Quando o investidor compra ações (shares, stocks ou equities em inglês), ele compra “parte” da empresa e passa a ter direito aos lucros e dividendos que ela produz e distribui. O investidor se torna assim um acionista da empresa (shareholder).

O mercado de ações são os mecanismos e convenções que existem para a emissão, investimento e negociação de instrumentos de mercado (ações) que representam capital permanente ou semi-permanente dos emissores (companhias).

Cada companhia possui um número total de ações (shares outstanding) e este número pode aumentar ou diminuir. Ele aumenta quando a companhia emite novas ações (secondary offering) e diminui quando ela recompra suas próprias ações no mercado (buyback).  Ao recomprar as ações no mercado, a tendência é o valor de cada uma aumentar, pois passam a representar um “pedaço” maior da empresa.

Investir no exterior - Ações da Apple

Variação no número de ações da Apple ao longo do tempo.
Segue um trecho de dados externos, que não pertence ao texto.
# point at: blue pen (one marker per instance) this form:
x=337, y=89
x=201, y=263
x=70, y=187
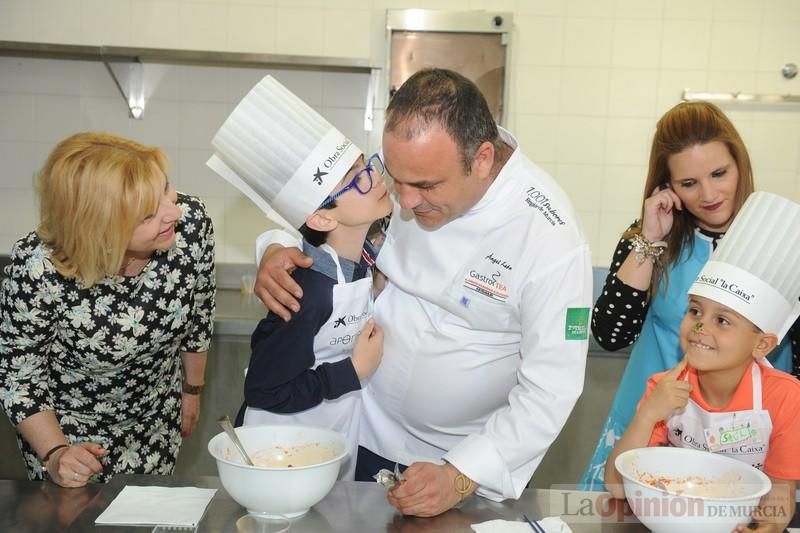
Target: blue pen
x=535, y=525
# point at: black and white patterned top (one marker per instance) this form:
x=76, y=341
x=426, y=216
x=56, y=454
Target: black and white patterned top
x=107, y=360
x=620, y=309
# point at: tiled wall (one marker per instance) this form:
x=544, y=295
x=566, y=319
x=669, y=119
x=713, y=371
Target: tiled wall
x=589, y=79
x=43, y=101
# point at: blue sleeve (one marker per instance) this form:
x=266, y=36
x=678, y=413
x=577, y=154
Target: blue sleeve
x=280, y=377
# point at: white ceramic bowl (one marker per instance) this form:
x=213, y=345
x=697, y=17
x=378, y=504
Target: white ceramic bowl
x=277, y=491
x=728, y=503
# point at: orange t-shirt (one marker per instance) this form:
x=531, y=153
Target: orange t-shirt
x=780, y=396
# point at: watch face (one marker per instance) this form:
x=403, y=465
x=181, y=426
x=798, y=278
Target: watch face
x=191, y=389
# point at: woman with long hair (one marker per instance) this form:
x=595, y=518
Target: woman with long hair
x=698, y=178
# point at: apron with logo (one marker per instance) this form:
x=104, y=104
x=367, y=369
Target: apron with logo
x=352, y=307
x=656, y=350
x=742, y=435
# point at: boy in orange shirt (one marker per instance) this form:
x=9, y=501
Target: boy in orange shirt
x=723, y=384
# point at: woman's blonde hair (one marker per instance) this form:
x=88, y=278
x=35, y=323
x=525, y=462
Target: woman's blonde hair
x=94, y=190
x=685, y=125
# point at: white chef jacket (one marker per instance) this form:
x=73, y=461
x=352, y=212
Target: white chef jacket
x=476, y=368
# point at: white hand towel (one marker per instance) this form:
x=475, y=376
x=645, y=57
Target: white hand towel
x=173, y=506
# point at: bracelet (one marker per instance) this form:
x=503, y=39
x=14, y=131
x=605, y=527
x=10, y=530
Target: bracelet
x=191, y=389
x=53, y=450
x=463, y=486
x=642, y=248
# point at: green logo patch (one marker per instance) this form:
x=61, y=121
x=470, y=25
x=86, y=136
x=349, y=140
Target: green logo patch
x=577, y=327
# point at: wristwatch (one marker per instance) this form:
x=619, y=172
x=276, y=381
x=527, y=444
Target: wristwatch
x=191, y=389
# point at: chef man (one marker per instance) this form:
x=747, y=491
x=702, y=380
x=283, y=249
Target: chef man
x=486, y=310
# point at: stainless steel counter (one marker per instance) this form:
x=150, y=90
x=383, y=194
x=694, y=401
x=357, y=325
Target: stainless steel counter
x=351, y=507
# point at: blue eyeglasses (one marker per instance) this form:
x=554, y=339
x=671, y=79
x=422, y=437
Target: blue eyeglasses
x=362, y=181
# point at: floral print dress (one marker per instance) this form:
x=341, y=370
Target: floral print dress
x=107, y=360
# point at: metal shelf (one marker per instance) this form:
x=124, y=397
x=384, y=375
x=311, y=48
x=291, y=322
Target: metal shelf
x=740, y=98
x=125, y=64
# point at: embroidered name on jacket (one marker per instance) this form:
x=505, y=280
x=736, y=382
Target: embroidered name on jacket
x=541, y=202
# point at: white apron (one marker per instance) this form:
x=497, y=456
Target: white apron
x=352, y=307
x=742, y=435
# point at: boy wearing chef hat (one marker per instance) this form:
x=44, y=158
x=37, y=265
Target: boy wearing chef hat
x=291, y=162
x=724, y=397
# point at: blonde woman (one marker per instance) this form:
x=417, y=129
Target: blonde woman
x=106, y=315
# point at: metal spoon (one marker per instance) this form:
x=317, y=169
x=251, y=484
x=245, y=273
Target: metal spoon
x=225, y=422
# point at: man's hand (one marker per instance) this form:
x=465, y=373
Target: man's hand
x=274, y=286
x=190, y=413
x=670, y=396
x=429, y=490
x=368, y=350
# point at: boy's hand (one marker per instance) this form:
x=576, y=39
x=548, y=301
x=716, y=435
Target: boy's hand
x=368, y=350
x=670, y=396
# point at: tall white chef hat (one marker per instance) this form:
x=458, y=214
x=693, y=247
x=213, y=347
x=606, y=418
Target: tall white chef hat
x=755, y=270
x=281, y=153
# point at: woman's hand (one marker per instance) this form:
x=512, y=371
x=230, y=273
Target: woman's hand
x=658, y=215
x=74, y=465
x=368, y=350
x=274, y=286
x=190, y=413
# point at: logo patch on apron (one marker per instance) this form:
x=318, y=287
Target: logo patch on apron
x=577, y=326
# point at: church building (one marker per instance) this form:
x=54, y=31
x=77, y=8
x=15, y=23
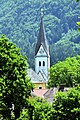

Existem dois tipos de ações que são negociadas no mercado. As ações comuns (common) e as preferenciais (preferred). As ações comuns são aqueles típicas, que representam a fração de uma companhia, o seu capital permanente. O investidor das ações comuns, no Brasil também chamadas de ordinárias, busca ganhar na valorização delas e no recebimento de dividendos. Entretanto, algumas empresas não distribuem dividendos, ou seja, o lucro é reinvestido no próprio negócio e não passado para os acionistas. Neste caso, o investidor ganharia somente na valorização das ações.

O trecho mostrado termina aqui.